Python is the language of choice for many data scientists and researchers who analyze data, and it has far superior libraries for deep learning compared to R, and deep learning is all the rage. However, if you want to apply some more sophisticated models from statistics, Python is sorely lacking and you should use R.
To give an example, say you’re interested in applying survival analysis, where you’re trying to model the time to some first event: could be death, some machine breaking, etc. In the death case, often risk is some function of both static covariates that either don’t change or change slowly, like one’s height or race, and time-varying covariates like pollution levels and weight. The main package for this in Python is lifelines: when I checked late last year it didn’t support time-varying covariates. On the other hand R has a wide range of libraries for survival analysis, including joint models, which properly treat internal time-varying covariates like health measurements (as opposed to external ones like the weather).
This is similar for a range of techniques: if you want mixed models, which are often used in longitudinal data, there are tons of R packages supporting them, and even if there is code out there for Python, it’s far less likely to support recent techniques and papers in the literature.
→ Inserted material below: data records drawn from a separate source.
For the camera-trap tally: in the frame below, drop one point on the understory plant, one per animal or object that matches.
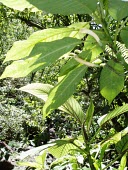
(99, 44)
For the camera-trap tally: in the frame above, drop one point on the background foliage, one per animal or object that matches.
(104, 85)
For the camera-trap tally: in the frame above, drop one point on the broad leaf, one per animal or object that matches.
(111, 80)
(72, 63)
(118, 111)
(72, 107)
(91, 44)
(62, 147)
(18, 4)
(124, 35)
(118, 10)
(89, 115)
(38, 89)
(42, 55)
(22, 49)
(65, 7)
(64, 89)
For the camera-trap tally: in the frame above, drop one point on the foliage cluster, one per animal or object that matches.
(94, 68)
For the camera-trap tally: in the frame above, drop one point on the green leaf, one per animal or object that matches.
(124, 35)
(39, 90)
(72, 63)
(118, 10)
(41, 159)
(62, 147)
(89, 116)
(65, 7)
(91, 44)
(118, 111)
(122, 145)
(111, 80)
(34, 151)
(22, 49)
(18, 4)
(123, 162)
(72, 107)
(64, 89)
(42, 55)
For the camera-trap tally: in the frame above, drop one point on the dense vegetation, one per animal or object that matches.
(72, 60)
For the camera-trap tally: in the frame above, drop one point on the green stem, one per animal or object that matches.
(112, 162)
(90, 160)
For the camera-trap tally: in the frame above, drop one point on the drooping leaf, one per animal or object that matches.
(18, 4)
(34, 151)
(72, 63)
(122, 145)
(118, 10)
(124, 35)
(89, 115)
(64, 89)
(42, 55)
(123, 162)
(65, 7)
(22, 49)
(116, 112)
(62, 147)
(39, 90)
(111, 80)
(72, 107)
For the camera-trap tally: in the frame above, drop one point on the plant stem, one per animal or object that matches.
(90, 160)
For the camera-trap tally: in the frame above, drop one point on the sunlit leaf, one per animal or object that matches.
(111, 80)
(42, 55)
(122, 145)
(22, 49)
(118, 10)
(64, 89)
(39, 90)
(65, 7)
(18, 4)
(72, 107)
(62, 147)
(118, 111)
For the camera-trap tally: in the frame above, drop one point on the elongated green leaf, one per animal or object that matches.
(111, 80)
(118, 111)
(122, 145)
(124, 35)
(72, 107)
(38, 89)
(72, 63)
(34, 151)
(42, 55)
(64, 89)
(62, 147)
(91, 44)
(22, 49)
(89, 115)
(18, 4)
(118, 10)
(65, 7)
(123, 162)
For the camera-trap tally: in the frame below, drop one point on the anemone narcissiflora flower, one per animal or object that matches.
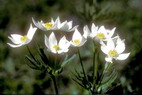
(99, 33)
(55, 25)
(20, 40)
(77, 39)
(55, 47)
(114, 50)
The statistics community also has a decent habit of releasing well-documented software: they have the Journal of Statistical Software: in general, these papers have an R package associated with them, describe the math behind the package and the high level idea and give a tutorial of how to use it, and then the package documentation itself details each individual function. A nice example of this is [1]. I won’t link to it directly because it auto-downloads instead of opening in the browser.
So if you think you’ll be using recent ML techniques in your project, then use Python, but if the techniques you’re using come more from statistics, use R. It’s worth knowing both.
[1] Rizopoulos, Dimitris. “JM: An R package for the joint modelling of longitudinal and time-to-event data.” Journal of Statistical Software (Online) 35, no. 9 (2010): 1-33.